On Fri, Sep 29, 2023 at 10:27:21AM +0000, John Garry wrote:
> Add flag IOMAP_ATOMIC_WRITE to indicate to the FS that an atomic write
> bio is being created and all the rules there need to be followed.
> 
> It is the task of the FS iomap iter callbacks to ensure that the mapping
> created adheres to those rules, like size is power-of-2, is at a
> naturally-aligned offset, etc.

The mapping being returned by the filesystem can span a much greater
range than the actual IO needs - the iomap itself is not guaranteed
to be aligned to anything in particular, but the IO location within
that map can still conform to atomic IO constraints. See how
iomap_sector() calculates the actual LBA address of the IO from
the iomap and the current file position the IO is being done at.
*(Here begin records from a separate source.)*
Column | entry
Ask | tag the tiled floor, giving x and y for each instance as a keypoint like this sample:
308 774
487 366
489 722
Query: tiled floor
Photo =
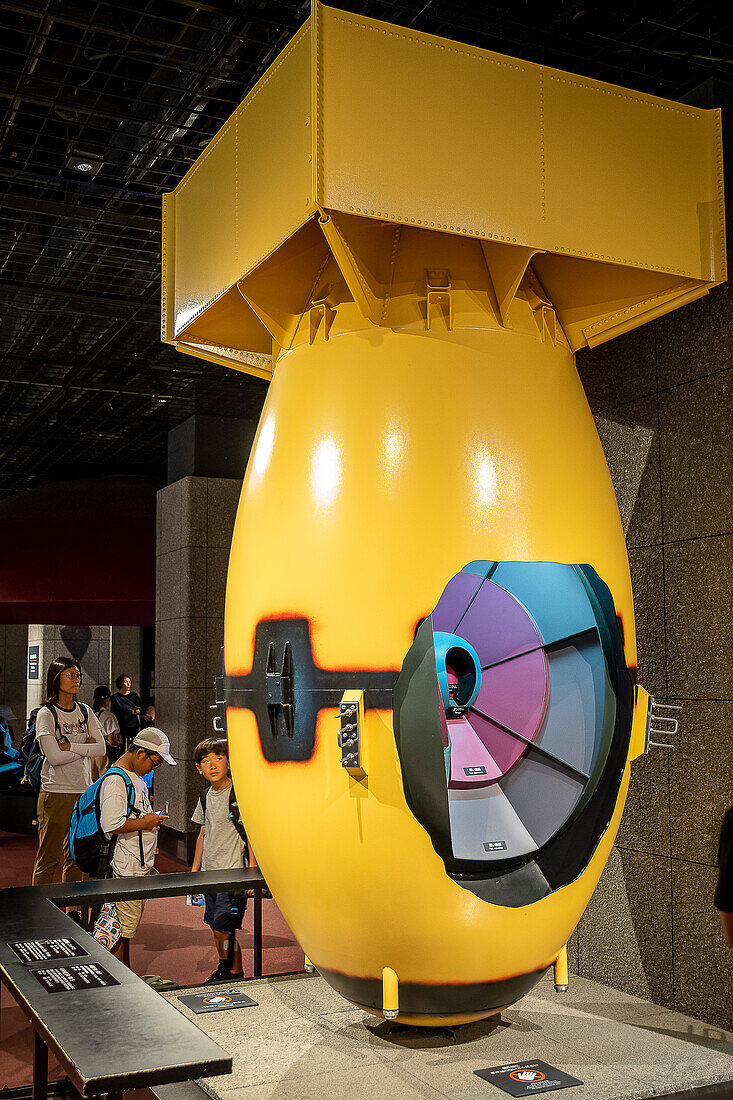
303 1041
hence I think saying "the filesysetm should make sure all IO
alignment adheres to atomic IO rules is probably wrong. The iomap
layer doesn't care what the filesystem does, all it cares about is
whether the IO can be done given the extent map that was returned to
it.

Indeed, iomap_dio_bio_iter() is doing all these alignment checks for
normal DIO reads and writes which must be logical block sized
aligned. i.e. this check:

        if ((pos | length) & (bdev_logical_block_size(iomap->bdev) - 1) ||
            !bdev_iter_is_aligned(iomap->bdev, dio->submit.iter))
                return -EINVAL;

Hence I think that atomic IO units, which are similarly defined by
the bdev, should be checked at the iomap layer, too. e.g, by
following up with:

	if ((dio->iocb->ki_flags & IOCB_ATOMIC) &&
	    ((pos | length) & (bdev_atomic_unit_min(iomap->bdev) - 1) ||
	     !bdev_iter_is_atomic_aligned(iomap->bdev, dio->submit.iter))
		return -EINVAL;

At this point, filesystems don't really need to know anything about
atomic IO - if they've allocated a large contiguous extent (e.g. via
fallocate()), then RWF_ATOMIC will just work for the cases where the
block device supports it...

This then means that stuff like XFS extent size hints only need to
check when the hint is set that it is aligned to the underlying
device atomic IO constraints. Then when it sees the IOMAP_ATOMIC
modifier, it can fail allocation if it can't get extent size hint
aligned allocation.

IOWs, I'm starting to think this doesn't need any change to the
on-disk format for XFS - it can be driven entirely through two
dynamic mechanisms:

1. (IOMAP_WRITE | IOMAP_ATOMIC) requests from the direct IO layer
which causes mapping/allocation to fail if it can't allocate (or
map) atomic IO compatible extents for the IO.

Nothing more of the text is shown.